Assistant to the President for Policy Development
- In office March 1, 1982 – July 31, 1983
- President: Ronald Reagan
- Preceded by: Martin Anderson
- Succeeded by: John A. Svahn

Deputy Director of the Office of Management and Budget
- In office January 1981 – February 1982
- President: Ronald Reagan
- Preceded by: John P. White
- Succeeded by: Joe Wright

Personal details
- Born: November 13, 1941 (age 84) Belleville, Illinois
- Party: Republican

= Edwin L. Harper =

American businessman (born 1941)

Edwin L. Harper (born November 13, 1941) is an American businessman who served in the Nixon Administration as a section chief in the Domestic Council and in the Reagan Administration as the Deputy Director of the Office of Management and Budget from 1981 to 1982 and as the Assistant to the President for Policy Development from 1982 to 1983. He was previously a professor of the history of the American presidency at Rutgers University.

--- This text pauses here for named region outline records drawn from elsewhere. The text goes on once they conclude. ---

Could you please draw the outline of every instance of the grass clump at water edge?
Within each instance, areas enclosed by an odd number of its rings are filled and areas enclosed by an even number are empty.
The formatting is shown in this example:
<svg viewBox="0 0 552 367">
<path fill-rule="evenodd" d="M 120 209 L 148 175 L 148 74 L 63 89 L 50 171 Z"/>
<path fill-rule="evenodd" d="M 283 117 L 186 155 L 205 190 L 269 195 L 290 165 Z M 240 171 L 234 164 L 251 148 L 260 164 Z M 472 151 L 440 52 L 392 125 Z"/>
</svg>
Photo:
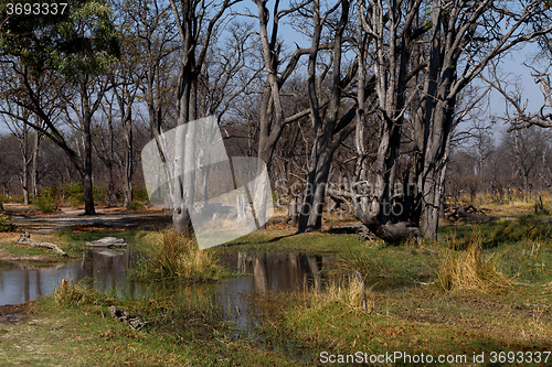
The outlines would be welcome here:
<svg viewBox="0 0 552 367">
<path fill-rule="evenodd" d="M 447 292 L 471 290 L 487 293 L 510 287 L 499 267 L 499 258 L 482 253 L 481 237 L 473 233 L 466 250 L 457 250 L 454 239 L 444 251 L 435 284 Z"/>
<path fill-rule="evenodd" d="M 155 244 L 132 276 L 137 280 L 198 282 L 217 280 L 229 274 L 216 253 L 200 250 L 195 239 L 167 230 Z"/>
</svg>

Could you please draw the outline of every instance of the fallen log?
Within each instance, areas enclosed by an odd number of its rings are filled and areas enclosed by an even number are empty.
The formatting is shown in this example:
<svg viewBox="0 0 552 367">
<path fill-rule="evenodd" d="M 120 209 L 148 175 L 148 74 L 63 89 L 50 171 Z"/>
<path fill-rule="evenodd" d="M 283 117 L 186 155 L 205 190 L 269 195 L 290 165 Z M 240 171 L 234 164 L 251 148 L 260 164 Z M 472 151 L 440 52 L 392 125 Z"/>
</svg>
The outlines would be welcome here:
<svg viewBox="0 0 552 367">
<path fill-rule="evenodd" d="M 132 327 L 136 331 L 139 331 L 144 326 L 146 326 L 148 323 L 144 320 L 141 320 L 137 315 L 130 315 L 128 312 L 121 309 L 117 309 L 114 305 L 110 305 L 109 307 L 109 313 L 112 314 L 112 317 L 117 319 L 118 321 L 126 323 L 128 326 Z"/>
<path fill-rule="evenodd" d="M 39 241 L 35 241 L 34 239 L 31 239 L 31 235 L 29 235 L 29 233 L 21 235 L 15 242 L 21 244 L 21 245 L 29 245 L 29 246 L 33 246 L 33 247 L 46 247 L 46 248 L 54 250 L 57 253 L 61 253 L 62 256 L 67 256 L 67 253 L 65 253 L 65 251 L 62 250 L 57 245 L 50 244 L 50 242 L 39 242 Z"/>
<path fill-rule="evenodd" d="M 477 214 L 477 213 L 484 213 Z M 474 220 L 474 222 L 492 222 L 497 220 L 498 217 L 493 217 L 490 215 L 485 215 L 482 209 L 476 209 L 474 206 L 468 206 L 464 209 L 463 206 L 459 206 L 456 211 L 447 215 L 447 219 L 449 220 Z"/>
</svg>

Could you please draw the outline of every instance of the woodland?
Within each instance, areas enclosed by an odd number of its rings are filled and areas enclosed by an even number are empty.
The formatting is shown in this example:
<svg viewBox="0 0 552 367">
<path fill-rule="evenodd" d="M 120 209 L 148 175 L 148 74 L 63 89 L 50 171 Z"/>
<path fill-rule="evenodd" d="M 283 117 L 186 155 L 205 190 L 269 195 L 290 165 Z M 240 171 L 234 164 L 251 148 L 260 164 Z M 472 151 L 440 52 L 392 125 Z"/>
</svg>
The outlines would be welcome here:
<svg viewBox="0 0 552 367">
<path fill-rule="evenodd" d="M 145 202 L 144 145 L 206 116 L 229 155 L 266 163 L 299 233 L 346 205 L 383 240 L 436 239 L 460 196 L 537 209 L 552 183 L 549 1 L 0 8 L 2 201 L 28 205 L 70 185 L 86 215 L 98 202 Z M 540 109 L 503 68 L 514 50 L 531 50 L 522 67 Z M 185 207 L 171 215 L 177 233 L 191 230 Z"/>
</svg>

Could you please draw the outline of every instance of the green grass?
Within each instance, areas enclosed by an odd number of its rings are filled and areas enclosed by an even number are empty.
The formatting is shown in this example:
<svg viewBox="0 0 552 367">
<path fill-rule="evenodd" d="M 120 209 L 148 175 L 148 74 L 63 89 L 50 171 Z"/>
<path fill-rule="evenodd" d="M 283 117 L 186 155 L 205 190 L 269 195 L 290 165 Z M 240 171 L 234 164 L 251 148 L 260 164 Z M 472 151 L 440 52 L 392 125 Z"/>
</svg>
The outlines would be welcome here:
<svg viewBox="0 0 552 367">
<path fill-rule="evenodd" d="M 198 253 L 270 250 L 337 259 L 327 290 L 257 293 L 251 300 L 262 338 L 236 338 L 212 294 L 168 289 L 149 299 L 121 299 L 75 287 L 64 300 L 57 294 L 39 301 L 31 324 L 0 324 L 0 336 L 9 336 L 0 344 L 0 365 L 312 366 L 320 365 L 322 350 L 455 354 L 470 363 L 474 353 L 550 350 L 552 227 L 531 218 L 443 226 L 437 242 L 401 246 L 361 241 L 358 235 L 256 231 Z M 159 279 L 181 273 L 171 267 L 179 266 L 179 253 L 193 250 L 190 242 L 179 248 L 178 238 L 160 242 L 162 233 L 106 228 L 57 235 L 75 248 L 123 237 L 157 265 Z M 357 271 L 365 282 L 365 311 Z M 149 326 L 135 332 L 103 317 L 110 304 L 141 312 Z"/>
<path fill-rule="evenodd" d="M 62 293 L 71 293 L 71 296 Z M 108 306 L 140 313 L 140 331 Z M 31 305 L 30 319 L 0 324 L 2 366 L 275 366 L 290 360 L 251 339 L 232 337 L 208 298 L 120 300 L 73 285 Z"/>
</svg>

He graduated from Principia College in 1963, and earned a Ph.D. in political science from the University of Virginia in 1968. He has been vice president of Emerson Electric, executive vice president of the Campbell Soup Company, president and CEO of the Association of American Railroads, and chief operating officer of American Security Group.

In 1982, Harper was elected as a fellow of the National Academy of Public Administration.